Rod looked at me, then at Duffy, then back at me with consternation in his eyes. “I can’t say as I do.” He turned toward Duffy. “I’m sorry.”
“Don’t be,” the impostor said. “You and I were not classmates. Now, we came here from the home of Louise Refsnyder. Do you know her?”
Rod’s face changed just for a microsecond, but I saw it, and I’d bet that Duffy, having successfully changed the subject back to his topic, did too. Rod looked just a little panicked, like he’d been caught doing something he shouldn’t.
“I don’t think so,” he said, his voice still in an ingratiating and confident tone. “Should I?”
“She was a . . . friend of Damien’s and worked at Rapscallion’s with him,” Duffy informed him. “We were wondering if you had ever met her.”

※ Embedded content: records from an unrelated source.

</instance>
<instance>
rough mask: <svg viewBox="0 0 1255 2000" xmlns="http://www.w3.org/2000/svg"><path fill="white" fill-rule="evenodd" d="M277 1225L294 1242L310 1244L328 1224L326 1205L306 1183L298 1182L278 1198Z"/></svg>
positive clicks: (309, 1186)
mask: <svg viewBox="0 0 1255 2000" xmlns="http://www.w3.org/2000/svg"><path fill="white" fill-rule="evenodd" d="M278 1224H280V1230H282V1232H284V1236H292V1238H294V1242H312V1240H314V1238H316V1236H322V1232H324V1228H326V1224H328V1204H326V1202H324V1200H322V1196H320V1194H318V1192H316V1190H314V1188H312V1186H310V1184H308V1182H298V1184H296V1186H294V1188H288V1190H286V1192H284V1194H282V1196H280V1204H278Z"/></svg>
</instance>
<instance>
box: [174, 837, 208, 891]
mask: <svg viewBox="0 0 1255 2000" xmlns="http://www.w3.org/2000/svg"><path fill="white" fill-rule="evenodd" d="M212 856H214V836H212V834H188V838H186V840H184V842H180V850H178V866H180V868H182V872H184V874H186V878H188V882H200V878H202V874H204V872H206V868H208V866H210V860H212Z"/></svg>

Rod shook his head, and if I hadn’t seen that flash on his face a moment earlier, I’d have believed him. “I don’t think so. Was she one of the dancers?”
Actually, that was a very good question. “We were told she waited tables,” I said.
He shrugged. “As I understand it, some of the dancers work the tables when they were not onstage to pick up extra tips. Personally, I don’t know that much about the place, but that is what Damien told me.”
Uh-huh. I was getting the impression that good ol’ Rod knew the strip club better than he wanted us to think. Why he’d care about our opinion of him—and why he’d think it would be unfavorable if we knew he went to a strip club now and again—was beyond me at that moment.
“So you couldn’t tell us if Damien Mosley and Louise Refsnyder were lovers who broke up just before he vanished,” Duffy said. I noticed him watching Rod’s face closely.
Again the reaction was brief but telling. Rod’s eyes widened in surprise, then he self-consciously wiped them as if they’d been tearing, which they hadn’t.
“Damien never said anything like that,” he said after a quick recovery. “I don’t think he ever mentioned the name. Louise . . . what?”
We thanked Rod for his time and hospitality and headed out to Duffy’s car. When we were far enough away from the front door, I looked at Duffy and asked, “Do you think anything he told us was true?”
Duffy got in on the driver’s side. “I believe he is divorced,” he said.